AI Literacy Series: The must-have skill for today’s job market

The reality check everyone’s feeling

A few months ago, I resigned from my role and, like many of you, started observing the job market more closely. What I saw was unsettling.

Jobs would appear. Within hours, hundreds had already applied.
It wasn’t just competitive. It was overwhelming. And the ongoing waves of layoffs at companies like Meta, Microsoft, and LinkedIn only added to the pressure. It became painfully clear: having a strong CV and solid experience is no longer enough. One force is rapidly reshaping how we all work: AI.

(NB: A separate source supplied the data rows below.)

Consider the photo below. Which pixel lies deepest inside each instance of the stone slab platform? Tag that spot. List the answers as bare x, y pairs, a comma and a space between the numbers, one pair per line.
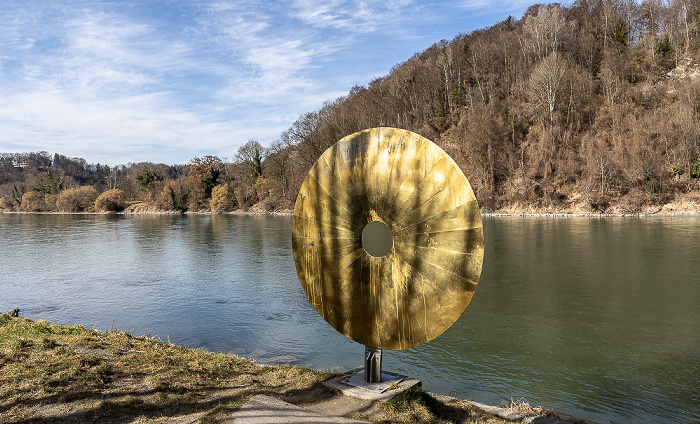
352, 384
263, 409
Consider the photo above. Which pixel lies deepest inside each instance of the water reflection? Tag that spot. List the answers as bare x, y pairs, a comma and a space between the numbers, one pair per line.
597, 318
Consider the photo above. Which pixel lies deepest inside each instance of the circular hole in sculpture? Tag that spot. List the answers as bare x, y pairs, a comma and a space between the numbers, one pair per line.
377, 239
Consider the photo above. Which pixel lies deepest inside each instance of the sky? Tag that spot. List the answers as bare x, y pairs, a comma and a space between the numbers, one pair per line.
117, 82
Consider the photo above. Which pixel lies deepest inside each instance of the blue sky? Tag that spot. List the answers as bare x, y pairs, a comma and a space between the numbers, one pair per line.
166, 81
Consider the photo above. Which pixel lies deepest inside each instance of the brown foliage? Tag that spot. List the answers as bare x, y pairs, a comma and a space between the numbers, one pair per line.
111, 201
77, 199
33, 201
223, 198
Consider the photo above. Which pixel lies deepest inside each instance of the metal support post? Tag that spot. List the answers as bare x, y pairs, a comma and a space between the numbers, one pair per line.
373, 365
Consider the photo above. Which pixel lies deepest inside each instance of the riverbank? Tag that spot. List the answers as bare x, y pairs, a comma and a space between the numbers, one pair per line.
59, 373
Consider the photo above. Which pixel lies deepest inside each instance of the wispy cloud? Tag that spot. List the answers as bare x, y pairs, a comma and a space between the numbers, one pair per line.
127, 81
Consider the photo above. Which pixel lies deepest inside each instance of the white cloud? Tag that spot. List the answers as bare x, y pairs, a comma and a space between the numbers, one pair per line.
130, 80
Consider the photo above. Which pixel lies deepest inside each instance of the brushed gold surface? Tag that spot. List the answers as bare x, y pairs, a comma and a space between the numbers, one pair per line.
423, 284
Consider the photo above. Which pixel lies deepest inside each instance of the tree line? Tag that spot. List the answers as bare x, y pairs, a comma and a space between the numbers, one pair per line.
596, 104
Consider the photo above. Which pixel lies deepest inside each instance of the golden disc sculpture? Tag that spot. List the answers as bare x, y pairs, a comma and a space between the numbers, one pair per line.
387, 238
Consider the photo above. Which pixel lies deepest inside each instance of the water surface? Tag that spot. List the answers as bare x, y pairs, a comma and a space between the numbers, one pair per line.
598, 318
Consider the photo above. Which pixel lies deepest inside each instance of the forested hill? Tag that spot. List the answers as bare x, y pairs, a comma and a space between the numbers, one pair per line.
593, 107
579, 107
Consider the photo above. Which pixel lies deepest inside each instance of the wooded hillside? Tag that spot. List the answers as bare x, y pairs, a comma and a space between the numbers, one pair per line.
593, 107
596, 104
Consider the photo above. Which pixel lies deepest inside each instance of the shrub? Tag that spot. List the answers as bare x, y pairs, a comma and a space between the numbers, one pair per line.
111, 201
223, 198
50, 200
33, 201
173, 196
76, 199
6, 203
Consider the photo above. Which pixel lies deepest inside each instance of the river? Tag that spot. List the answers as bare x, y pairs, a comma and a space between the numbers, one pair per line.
598, 318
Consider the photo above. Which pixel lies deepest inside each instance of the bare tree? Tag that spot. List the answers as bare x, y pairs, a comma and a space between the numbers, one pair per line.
545, 83
546, 30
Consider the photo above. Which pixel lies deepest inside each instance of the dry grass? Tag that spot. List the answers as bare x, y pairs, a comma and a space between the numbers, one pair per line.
67, 374
74, 374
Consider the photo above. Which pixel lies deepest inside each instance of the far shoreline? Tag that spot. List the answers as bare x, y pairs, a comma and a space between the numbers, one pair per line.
510, 214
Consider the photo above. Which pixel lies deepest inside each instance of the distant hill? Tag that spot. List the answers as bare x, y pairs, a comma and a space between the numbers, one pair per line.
593, 107
589, 108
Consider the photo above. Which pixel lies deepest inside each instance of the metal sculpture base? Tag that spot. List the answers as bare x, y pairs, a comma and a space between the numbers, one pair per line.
388, 381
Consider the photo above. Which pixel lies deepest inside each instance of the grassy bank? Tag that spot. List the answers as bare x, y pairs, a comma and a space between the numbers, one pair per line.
60, 373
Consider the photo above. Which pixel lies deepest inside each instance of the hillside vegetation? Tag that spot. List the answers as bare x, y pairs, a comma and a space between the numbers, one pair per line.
589, 108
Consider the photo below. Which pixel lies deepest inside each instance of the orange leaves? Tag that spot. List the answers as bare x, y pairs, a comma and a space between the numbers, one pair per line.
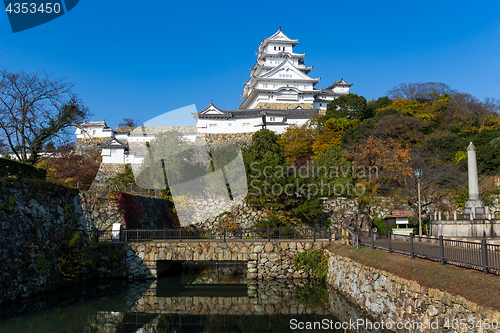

I’ll be honest with you. At that point, I had a moment of reckoning.
I could see the potential of AI, but I also realised something else: I had waited too long to get serious about learning how it works. I regretted not starting earlier. I knew I had to act fast. Not just to catch up, but to differentiate myself. To reshape my expertise and stay relevant in a landscape that was shifting faster than most of us were prepared for.

In a now-viral internal memo, Fiverr CEO Micha Kaufman didn’t mince words:

“AI is coming for your jobs. Heck, it’s coming for my job too. This is a wake-up call.”

The message sparked a lot of debate. But underneath the noise, it held a clear signal.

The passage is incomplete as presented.